Nineteen clinically defined and pathology-confirmed PD (7 F/12 M, 81 ± 7 years) and 15 control (8 F/7 M, 73 ± 9 years) donors were included. With regional conventional measures, we found lower eigenvector centrality only in the parahippocampal gyrus in PD ( = -1.08, 95% CI 0.003-0.010, = 0.021), which did not associate with underlying pathology. No differences were found in regional clustering coefficient. With the more advanced measure of brain network resilience, we found that the PD brain network was less resilient to node failure of the dorsal anterior insula compared with the control brain network ( = -1.00, 95% CI 0.0012-0.0015, = 0.018). This change was not directly driven by neuropathologic processes within the dorsal anterior insula or in connected regions but was associated with higher Braak α-synuclein staging ( = -0.40, = 0.036).

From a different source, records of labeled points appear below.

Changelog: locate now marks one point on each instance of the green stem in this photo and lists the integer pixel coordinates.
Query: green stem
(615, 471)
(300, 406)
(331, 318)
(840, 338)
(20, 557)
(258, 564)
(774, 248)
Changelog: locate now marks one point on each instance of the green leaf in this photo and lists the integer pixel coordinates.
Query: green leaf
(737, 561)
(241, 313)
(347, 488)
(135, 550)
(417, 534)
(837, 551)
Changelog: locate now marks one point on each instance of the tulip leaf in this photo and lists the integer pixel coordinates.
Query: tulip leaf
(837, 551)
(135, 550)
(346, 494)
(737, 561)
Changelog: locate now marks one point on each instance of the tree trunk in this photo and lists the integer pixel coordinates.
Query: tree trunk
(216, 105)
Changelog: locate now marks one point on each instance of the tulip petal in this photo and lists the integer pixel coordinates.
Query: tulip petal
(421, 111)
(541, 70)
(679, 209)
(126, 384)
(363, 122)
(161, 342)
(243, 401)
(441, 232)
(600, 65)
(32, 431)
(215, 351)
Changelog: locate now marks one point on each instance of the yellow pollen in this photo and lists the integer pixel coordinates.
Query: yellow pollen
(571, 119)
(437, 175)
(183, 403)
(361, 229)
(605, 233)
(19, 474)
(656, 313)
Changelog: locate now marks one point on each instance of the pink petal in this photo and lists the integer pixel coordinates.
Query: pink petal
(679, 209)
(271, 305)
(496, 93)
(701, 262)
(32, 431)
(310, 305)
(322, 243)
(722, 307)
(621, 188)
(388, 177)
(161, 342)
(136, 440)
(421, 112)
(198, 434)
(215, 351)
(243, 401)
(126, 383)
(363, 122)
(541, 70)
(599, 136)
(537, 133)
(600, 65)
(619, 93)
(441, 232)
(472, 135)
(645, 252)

Although our cohort might suffer from selection bias, our results highlight that regional network disturbances are more complex to interpret than previously believed. Regional neuropathologic processes did not drive regional topologic changes, but a global increase in α-synuclein pathology had a widespread effect on brain network reorganization in PD.
在帕金森病(PD)中,α-突触核蛋白通过连接的大脑区域传播,导致神经元丢失和大脑网络紊乱。使用扩散加权成像(DWI),可以捕获大脑网络组织的常规测量值以及大脑网络弹性的更高级测量值。我们旨在研究哪些神经病理学过程导致 PD 中的区域网络拓扑变化和大脑网络弹性。

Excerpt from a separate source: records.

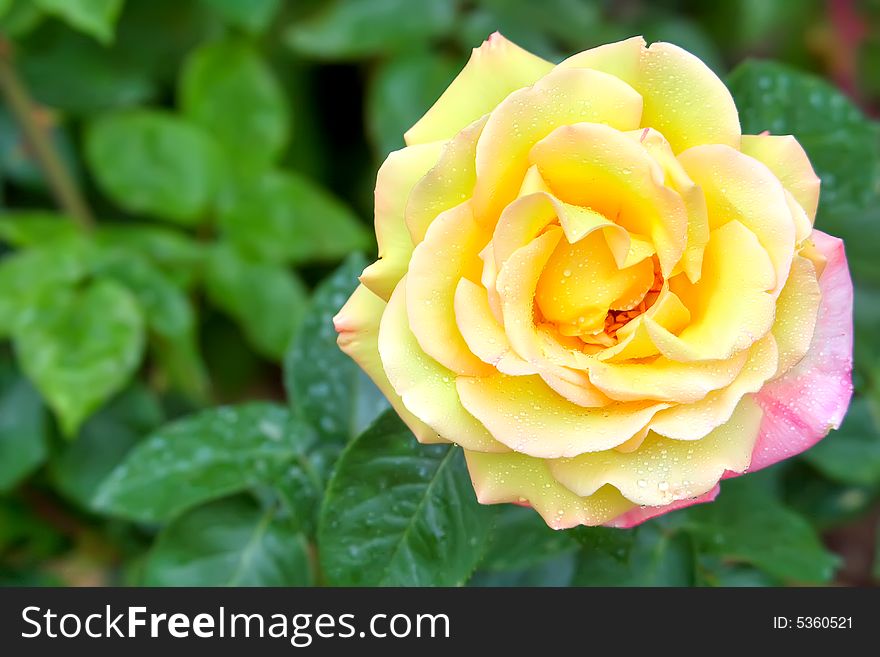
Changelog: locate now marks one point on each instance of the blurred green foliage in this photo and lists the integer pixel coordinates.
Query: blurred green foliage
(173, 407)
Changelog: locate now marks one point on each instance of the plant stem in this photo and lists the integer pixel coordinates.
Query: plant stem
(63, 186)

使用荷兰脑库和阿姆斯特丹正常老化大脑采集的组合死后 MRI 和组织病理学方法,从这些组织中选择了具有可用死后原位 3D T1 加权 MRI、DWI 和脑组织的 PD 和对照脑供体。进行概率追踪,并计算区域特征向量中心性和聚类系数的常规网络拓扑测量值,以及大脑网络弹性(区域节点故障时全局效率的变化)。在 8 个皮质区域中量化 PSer129 α-突触核蛋白、磷酸化 tau、β-淀粉样蛋白、神经丝轻链免疫反应性和突触小体密度。使用基于等级的非参数检验评估组间差异和相关性,同时将年龄、性别和死后延迟作为协变量。

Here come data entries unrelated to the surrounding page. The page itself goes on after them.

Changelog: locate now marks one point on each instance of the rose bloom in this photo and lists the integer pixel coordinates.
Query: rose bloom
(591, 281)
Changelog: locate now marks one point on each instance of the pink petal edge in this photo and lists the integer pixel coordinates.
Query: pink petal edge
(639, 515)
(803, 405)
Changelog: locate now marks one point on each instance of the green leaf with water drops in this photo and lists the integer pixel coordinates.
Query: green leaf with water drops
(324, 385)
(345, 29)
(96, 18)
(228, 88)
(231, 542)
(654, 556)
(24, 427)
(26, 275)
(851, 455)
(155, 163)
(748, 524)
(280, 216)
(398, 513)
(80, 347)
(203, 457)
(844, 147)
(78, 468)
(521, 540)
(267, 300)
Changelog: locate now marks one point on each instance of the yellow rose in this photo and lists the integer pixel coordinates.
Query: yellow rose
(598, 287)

纳入了 19 名临床定义和病理证实的 PD(7 名女性/12 名男性,81±7 岁)和 15 名对照(8 名女性/7 名男性,73±9 岁)供体。使用区域常规测量值,我们仅在 PD 的海马旁回中发现特征向量中心性降低(=-1.08,95%CI 0.003-0.010,=0.021),但与潜在的病理学无关。区域聚类系数无差异。使用大脑网络弹性的更高级测量值,我们发现与对照大脑网络相比,PD 大脑网络对背侧前岛叶节点故障的弹性较小(=-1.00,95%CI 0.0012-0.0015,=0.018)。这种变化不是由背侧前岛叶或连接区域内的神经病理学过程直接驱动的,而是与更高的 Braak α-突触核蛋白分期相关(=-0.40,=0.036)。
尽管我们的队列可能存在选择偏倚,但我们的结果强调,区域网络紊乱比以前认为的更复杂。区域神经病理学过程并没有驱动区域拓扑变化,但全局α-突触核蛋白病理学的增加对 PD 中的大脑网络重组产生了广泛影响。